RStudio project and our first code
  1. Open RStudio and create a new project: File -> New project … -> New directory –> Empty project –> …
  2. Create a new R script: File -> New file -> R Script
  3. Copy this to the script:
1 + 1
  1. Pass the script to the console by putting the cursor on the code line and press ctrl-enter.
  2. Save the script, e.g. “doodle.R”: File -> Save

Global options

When you install RStudio it comes with a set of default options. You can change the defaults by doing: Tools -> Global Options…

We strongly urge you to changes at minimum two of the options:

  • General - Workspace:
    • No tickmark before “Restore .RData into workspace at startup”
    • Select “Never” after “Save workspace to .RData on exit”
  • R Markdown
    • No tickmark before “Show output inline for all R Markdown documents

Packages

What are packages?

  • Packages are a collection of functions and data with documentations.
  • Numerous basic packages come with R but the strength of the R-environment comes from the huge amount of packages that are provided by third sources.

Installing packages

We may as well install/update the core packages that we will use in the coming days.
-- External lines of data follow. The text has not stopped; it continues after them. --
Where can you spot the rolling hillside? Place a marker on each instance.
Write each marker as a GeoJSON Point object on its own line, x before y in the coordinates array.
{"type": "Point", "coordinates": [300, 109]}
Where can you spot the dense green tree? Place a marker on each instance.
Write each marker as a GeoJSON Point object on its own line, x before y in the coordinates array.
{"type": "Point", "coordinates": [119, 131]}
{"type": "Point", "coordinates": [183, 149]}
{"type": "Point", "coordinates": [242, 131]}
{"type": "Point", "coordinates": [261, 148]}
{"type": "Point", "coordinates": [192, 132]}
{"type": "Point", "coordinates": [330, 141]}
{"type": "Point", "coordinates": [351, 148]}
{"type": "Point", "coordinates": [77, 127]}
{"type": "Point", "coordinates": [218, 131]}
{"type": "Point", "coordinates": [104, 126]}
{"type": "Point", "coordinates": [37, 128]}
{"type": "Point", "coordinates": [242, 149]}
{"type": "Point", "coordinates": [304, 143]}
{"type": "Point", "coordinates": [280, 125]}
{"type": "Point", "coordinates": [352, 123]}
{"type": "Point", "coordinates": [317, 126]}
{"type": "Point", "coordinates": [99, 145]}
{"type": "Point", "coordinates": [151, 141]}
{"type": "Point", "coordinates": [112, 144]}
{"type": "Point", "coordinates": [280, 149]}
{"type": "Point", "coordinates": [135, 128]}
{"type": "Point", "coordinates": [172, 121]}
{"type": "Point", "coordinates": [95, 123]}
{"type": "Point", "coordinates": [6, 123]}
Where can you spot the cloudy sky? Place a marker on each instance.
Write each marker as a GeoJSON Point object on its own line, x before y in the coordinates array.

Lets try to run the following (We would be surprised if this works for everybody in the first go):

install.packages("tidyverse")

This will install among other things the core tidyverse packages:

  • ggplot2, for data visualization.
  • dplyr, for data manipulation.
  • tidyr, for data tidying.
  • readr, for data import.
  • purrr, for functional programming.
  • tibble, for “tibbles”, a modern re-imagining of data frames.
  • stringr, for strings
  • forcats, for factors
  • lubridate, for date/times

library(tidyverse) will load these core tidyverse packages.
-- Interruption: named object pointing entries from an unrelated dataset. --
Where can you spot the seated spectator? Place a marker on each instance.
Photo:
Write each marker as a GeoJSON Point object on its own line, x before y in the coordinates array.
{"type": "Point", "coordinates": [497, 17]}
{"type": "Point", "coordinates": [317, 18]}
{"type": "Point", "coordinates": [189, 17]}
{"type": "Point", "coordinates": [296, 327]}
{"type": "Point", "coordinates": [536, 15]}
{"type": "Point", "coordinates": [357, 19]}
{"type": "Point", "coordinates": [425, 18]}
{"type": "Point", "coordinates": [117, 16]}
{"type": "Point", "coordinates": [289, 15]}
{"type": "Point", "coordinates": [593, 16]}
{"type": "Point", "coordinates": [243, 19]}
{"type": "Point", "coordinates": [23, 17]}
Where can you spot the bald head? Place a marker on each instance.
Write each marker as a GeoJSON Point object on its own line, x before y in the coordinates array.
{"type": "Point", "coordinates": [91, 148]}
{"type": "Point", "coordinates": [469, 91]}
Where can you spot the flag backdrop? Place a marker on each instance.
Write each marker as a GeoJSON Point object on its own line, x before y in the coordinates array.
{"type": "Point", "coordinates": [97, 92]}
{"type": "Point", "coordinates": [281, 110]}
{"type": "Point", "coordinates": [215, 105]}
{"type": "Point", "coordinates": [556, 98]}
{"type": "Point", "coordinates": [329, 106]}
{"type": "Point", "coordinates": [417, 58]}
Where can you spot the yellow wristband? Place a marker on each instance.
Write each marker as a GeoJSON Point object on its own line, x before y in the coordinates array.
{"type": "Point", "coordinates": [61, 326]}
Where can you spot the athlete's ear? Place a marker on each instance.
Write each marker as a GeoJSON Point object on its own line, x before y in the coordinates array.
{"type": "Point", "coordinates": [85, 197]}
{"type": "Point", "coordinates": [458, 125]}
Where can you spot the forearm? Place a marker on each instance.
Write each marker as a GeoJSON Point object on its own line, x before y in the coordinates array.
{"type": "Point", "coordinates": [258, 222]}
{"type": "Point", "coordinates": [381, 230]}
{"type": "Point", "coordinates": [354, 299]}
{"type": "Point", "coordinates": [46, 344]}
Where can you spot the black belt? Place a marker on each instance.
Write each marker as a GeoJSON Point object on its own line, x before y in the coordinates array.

Additional packages will be install as we progress through the course.

Our first real project

Exercise: Catch by country
  1. Open R-studio and create a new project: File -> New project … -> New directory –> Empty project –> …
  2. Create a new R script: File -> New file -> R Script
  3. Copy this to the script (if you are new to R this code is latin to you - do not worry, we will cover the details of it at a later stage).
library(tidyverse)
fao <- read_csv("https://heima.hafro.is/~einarhj/data/fao-capture-statistics_area31.csv")
my_country <- "Barbados"      # replace with your country name (see option list below)
fao |> 
  filter(country %in% my_country) |> 
  ggplot(aes(year, catch)) +
  geom_col()

The country names options are:

Anguilla
Belize
Barbados
British Virgin Islands
Dominica
Grenada
Guyana
Jamaica
Saint Kitts and Nevis
Saint Lucia
Saint Vincent/Grenadines"
Suriname
Trinidad and Tobago
Turks and Caicos Is.
  1. Save the script, e.g. “fao.R”: File -> Save
  2. Pass the script to the Console by putting the cursor on the code line in the first line and press ctrl-enter is succession (or press the green “Run”-button).
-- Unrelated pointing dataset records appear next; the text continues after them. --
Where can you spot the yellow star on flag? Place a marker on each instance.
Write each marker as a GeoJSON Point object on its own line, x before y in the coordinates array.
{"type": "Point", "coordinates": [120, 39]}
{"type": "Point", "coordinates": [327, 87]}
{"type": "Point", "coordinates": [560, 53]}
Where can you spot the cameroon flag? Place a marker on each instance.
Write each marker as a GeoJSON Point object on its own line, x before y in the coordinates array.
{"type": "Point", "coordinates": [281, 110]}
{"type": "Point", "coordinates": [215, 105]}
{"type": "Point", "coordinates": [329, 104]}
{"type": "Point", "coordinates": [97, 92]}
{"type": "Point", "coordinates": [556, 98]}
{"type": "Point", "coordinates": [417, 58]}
If you are interested to know more about the data and how it was obtained check the Data section.

The course material

The course material is open source, meaning that the source code is made freely available and may be redistributed and modified.

The material is largely based on the works of R for Data Science (2e)

Readings

Three books that we recommend you start off with:

Disclaimer: Although Rmarkdown will remain available, new features will not be add because the author realized the base of the platform has limitation. This markdown system is called quarto. Since this platform is only 4 months old it was not presented in this course.